I have following issue to solve:
I have got a (char*) string like this: "010C00610075002000730076011B007400650021"
It is hexa representation of UTF-16BE encoded string. (in real world it means "Čau světe!" but this is not that important)
The issue is - how to convert this string to wchar_t*. I need to have platform independend solution (or at least to compile it under linux and windows).
Any hint, piece of code or any kind of help from you - kings and mighty rulers of C++ world - will be appreciated and payed back by writing "Thanks" under your post. ;)
There isn't a single bit of code that will convert the string correctly for both Windows and Linux as wchar_t is UTF-16LE on Windows and UTF-32 (don't know if endianness is important here?) on Linux.
In the Windows case, it should just be a case of swapping the byte pairs for the string to become a wchar_t, but I've not actually tried this. And I don't know how to convert from UTF-16 to UTF-32, apart from by using a library.
I don't know what characters are represented by codepoints over U+FFFF so i don't know if i care about them. I need to represent correctly at least all midle europe characters (like ščřžáéąęłżźöü...and some others). Do you know if they have codepoints under U+FFFF?
2andywestken:
One commonly used string format/encoding conversion library is libiconv.
I will definitely think about using the library.
Do you actually have to use whar_t in your code?
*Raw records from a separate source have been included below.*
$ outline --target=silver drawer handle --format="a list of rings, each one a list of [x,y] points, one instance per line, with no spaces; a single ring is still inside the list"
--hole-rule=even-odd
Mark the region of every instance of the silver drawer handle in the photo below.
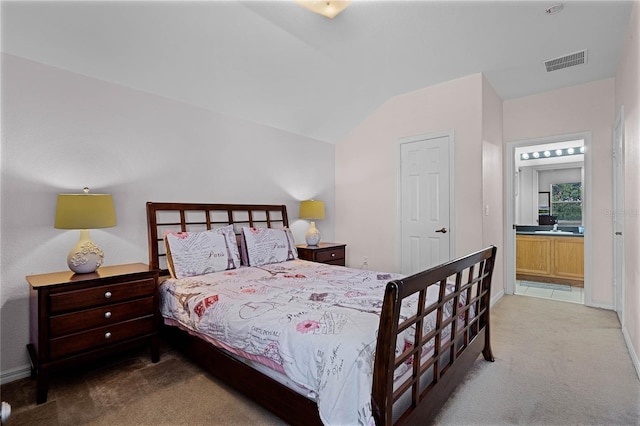
[[[331,257],[336,257],[336,254],[335,253],[331,253]]]
[[[108,311],[107,311],[107,312],[105,312],[105,313],[104,313],[104,317],[105,317],[105,318],[111,318],[111,312],[108,312]]]
[[[106,293],[104,294],[104,298],[105,298],[105,299],[110,299],[110,298],[111,298],[111,292],[110,292],[110,291],[106,292]]]
[[[104,333],[104,338],[111,339],[111,332],[107,331],[106,333]]]

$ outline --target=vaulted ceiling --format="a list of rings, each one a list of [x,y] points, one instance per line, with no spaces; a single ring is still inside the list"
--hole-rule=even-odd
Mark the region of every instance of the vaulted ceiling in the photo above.
[[[2,1],[2,51],[319,140],[482,72],[505,100],[613,77],[631,1]],[[543,62],[587,50],[584,65]]]

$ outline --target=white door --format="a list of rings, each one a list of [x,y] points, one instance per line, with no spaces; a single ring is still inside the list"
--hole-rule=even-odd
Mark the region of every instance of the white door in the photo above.
[[[613,127],[613,288],[620,324],[624,325],[624,119]]]
[[[400,143],[401,272],[450,259],[449,136]]]

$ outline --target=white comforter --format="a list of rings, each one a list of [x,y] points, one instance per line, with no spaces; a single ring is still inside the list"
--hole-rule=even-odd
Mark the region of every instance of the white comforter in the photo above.
[[[400,277],[293,260],[167,280],[160,305],[164,317],[261,357],[315,392],[325,424],[372,425],[382,297]],[[415,312],[412,302],[403,303],[403,312]]]

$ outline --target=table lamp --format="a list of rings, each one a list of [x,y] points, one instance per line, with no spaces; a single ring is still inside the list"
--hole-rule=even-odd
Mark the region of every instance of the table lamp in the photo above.
[[[58,194],[54,228],[79,229],[80,240],[67,256],[69,269],[77,274],[95,272],[104,253],[91,241],[90,229],[116,226],[116,211],[110,194]]]
[[[307,233],[304,234],[304,239],[307,245],[317,246],[320,242],[320,231],[316,228],[316,223],[313,222],[316,219],[324,219],[324,203],[317,200],[306,200],[300,202],[300,219],[311,219],[311,224]]]

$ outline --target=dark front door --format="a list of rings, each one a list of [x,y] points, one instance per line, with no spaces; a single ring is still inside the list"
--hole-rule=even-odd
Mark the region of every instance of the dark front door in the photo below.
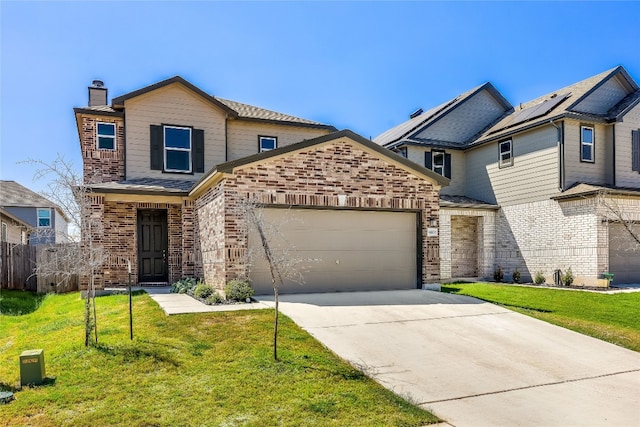
[[[138,211],[138,281],[167,281],[167,211]]]

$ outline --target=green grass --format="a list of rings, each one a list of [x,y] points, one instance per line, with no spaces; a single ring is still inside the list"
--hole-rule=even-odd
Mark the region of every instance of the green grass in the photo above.
[[[449,284],[469,295],[565,328],[640,351],[640,292],[604,294],[489,283]]]
[[[11,297],[10,295],[6,296]],[[3,292],[3,298],[5,293]],[[421,426],[437,418],[329,352],[272,310],[166,316],[148,295],[97,299],[100,343],[83,346],[78,293],[0,317],[2,426]],[[47,385],[18,390],[18,357],[44,349]]]
[[[44,295],[24,291],[0,290],[0,315],[19,316],[36,311]]]

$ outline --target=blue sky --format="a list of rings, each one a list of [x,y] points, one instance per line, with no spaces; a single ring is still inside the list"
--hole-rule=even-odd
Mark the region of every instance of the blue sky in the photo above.
[[[73,107],[181,75],[365,137],[491,81],[514,105],[617,65],[640,82],[638,2],[0,1],[0,178],[81,165]]]

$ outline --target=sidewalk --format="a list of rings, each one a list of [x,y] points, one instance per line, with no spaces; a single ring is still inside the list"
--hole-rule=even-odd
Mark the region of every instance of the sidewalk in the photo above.
[[[173,294],[170,287],[137,288],[149,294],[160,308],[167,314],[185,313],[211,313],[215,311],[238,311],[238,310],[258,310],[269,308],[262,302],[251,302],[249,304],[220,304],[206,305],[187,294]]]

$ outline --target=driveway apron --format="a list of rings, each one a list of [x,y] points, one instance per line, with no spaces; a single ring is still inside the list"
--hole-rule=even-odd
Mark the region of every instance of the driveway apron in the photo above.
[[[640,426],[640,353],[475,298],[283,295],[280,309],[453,426]]]

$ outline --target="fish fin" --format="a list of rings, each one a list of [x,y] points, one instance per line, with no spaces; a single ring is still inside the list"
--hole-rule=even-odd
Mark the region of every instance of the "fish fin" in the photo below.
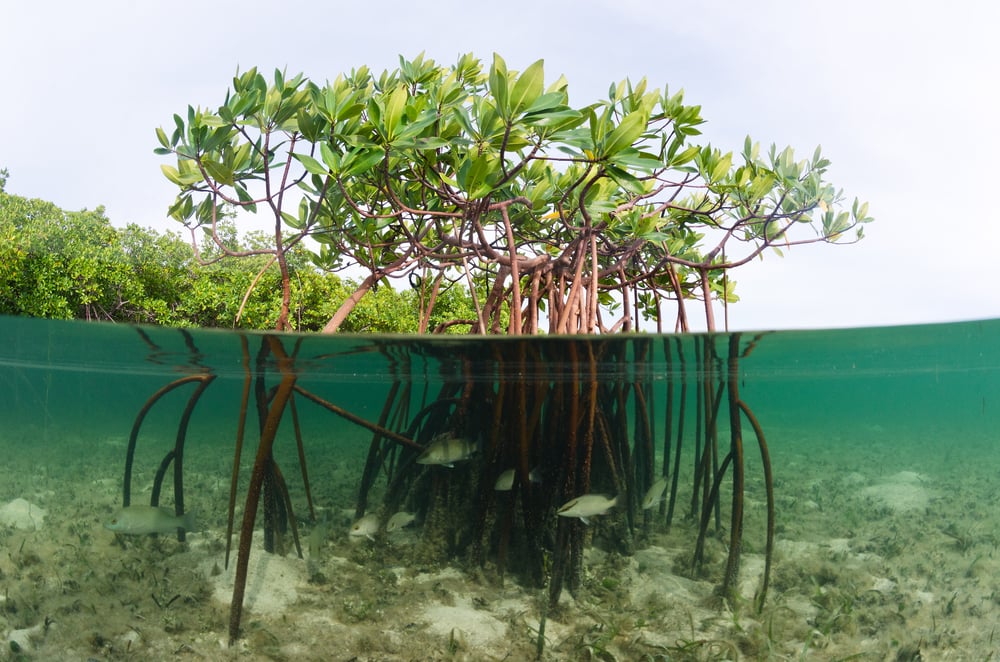
[[[643,503],[642,504],[642,509],[643,510],[649,510],[650,508],[652,508],[656,504],[660,503],[661,501],[663,501],[663,497],[660,497],[659,499],[652,499],[652,500],[650,500],[649,503]]]
[[[189,510],[184,513],[184,519],[181,520],[181,524],[185,533],[192,533],[198,530],[198,523],[194,518],[193,510]]]
[[[590,520],[587,519],[586,517],[581,517],[580,521],[586,524],[587,526],[590,526]]]

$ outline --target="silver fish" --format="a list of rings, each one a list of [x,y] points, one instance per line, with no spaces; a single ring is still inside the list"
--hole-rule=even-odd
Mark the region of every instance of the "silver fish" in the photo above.
[[[514,487],[514,469],[508,469],[497,477],[497,482],[493,483],[493,489],[497,492],[510,492]]]
[[[618,505],[618,497],[608,497],[603,494],[584,494],[570,499],[562,505],[556,515],[560,517],[579,517],[584,524],[590,524],[588,517],[603,515]]]
[[[330,513],[323,513],[323,519],[313,525],[309,532],[309,558],[318,559],[326,544],[326,539],[330,537]]]
[[[404,526],[409,526],[413,523],[413,520],[417,519],[417,516],[413,513],[403,512],[402,510],[389,518],[389,521],[385,524],[385,532],[392,533],[397,529],[402,529]]]
[[[517,471],[513,468],[508,469],[499,476],[497,476],[497,482],[493,484],[493,489],[497,492],[509,492],[514,488],[514,479],[517,477]],[[528,480],[532,483],[542,482],[542,472],[539,471],[538,467],[535,467],[530,472],[528,472]]]
[[[351,530],[348,532],[351,536],[365,536],[369,540],[375,540],[376,533],[378,533],[378,515],[375,514],[365,515],[352,524]]]
[[[460,439],[447,434],[431,439],[427,448],[417,458],[417,464],[437,464],[455,466],[455,462],[468,460],[476,452],[476,444],[468,439]]]
[[[656,482],[646,490],[646,496],[642,498],[642,509],[648,510],[663,501],[663,491],[667,489],[667,477],[658,478]]]
[[[194,531],[194,513],[187,512],[177,516],[172,510],[158,506],[126,506],[120,508],[110,520],[105,522],[104,528],[115,533],[132,536],[149,533],[173,533],[177,529]]]

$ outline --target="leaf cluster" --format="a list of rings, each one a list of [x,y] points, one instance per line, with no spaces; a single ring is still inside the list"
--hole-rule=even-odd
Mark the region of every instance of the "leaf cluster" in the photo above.
[[[177,220],[214,227],[225,206],[266,209],[276,254],[283,229],[313,240],[328,270],[493,278],[506,297],[495,310],[519,310],[529,287],[535,309],[553,294],[571,307],[581,287],[602,304],[733,299],[728,269],[860,239],[871,220],[867,205],[843,206],[818,148],[798,160],[750,138],[739,153],[693,143],[700,107],[645,79],[574,106],[542,60],[516,71],[496,54],[450,66],[421,54],[322,84],[250,69],[218,108],[173,119],[156,151],[174,159],[162,168]]]
[[[262,234],[240,235],[232,222],[220,232],[240,249],[266,243]],[[213,257],[205,240],[202,255]],[[322,273],[301,248],[290,255],[293,320],[299,330],[319,330],[355,284]],[[51,202],[0,191],[0,314],[91,319],[168,326],[273,329],[280,314],[280,274],[261,274],[266,256],[199,262],[176,233],[130,224],[114,227],[104,210],[67,212]],[[240,304],[249,286],[258,287]],[[471,305],[460,288],[452,308]],[[416,331],[413,291],[380,288],[355,310],[345,330]],[[463,308],[464,306],[464,308]]]

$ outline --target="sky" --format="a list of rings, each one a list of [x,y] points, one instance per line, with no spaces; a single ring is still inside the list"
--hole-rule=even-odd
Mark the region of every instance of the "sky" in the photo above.
[[[508,0],[476,3],[34,0],[4,10],[7,191],[118,226],[182,227],[155,128],[217,107],[237,69],[325,81],[420,52],[452,64],[545,60],[584,105],[646,77],[701,105],[706,142],[821,145],[829,181],[875,221],[734,272],[729,328],[1000,317],[1000,3]]]

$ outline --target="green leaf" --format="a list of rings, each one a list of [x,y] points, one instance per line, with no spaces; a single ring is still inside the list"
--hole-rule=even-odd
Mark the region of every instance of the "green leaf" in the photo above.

No, I don't. Probably i can rewrite parts of code to use other string type. But i need to write this hexa UTF16BE string after conversion to text file (I use wofstream so wchar_t seemed good for it).
I don't know what characters are represented by codepoints over U+FFFF so i don't know if i care about them. I need to represent correctly at least all midle europe characters (like ščřžáéąęłżźöü...and some others). Do you know if they have codepoints under U+FFFF?
Yes. All Latin characters are under U+FFFF. The codepoints over U+FFFF are all pretty obscure.
Great, thanks a lot.
For now I will try the Dishes solution and if I will ever need other characters too or have any problem with it than i will use the liberary andywestken posted.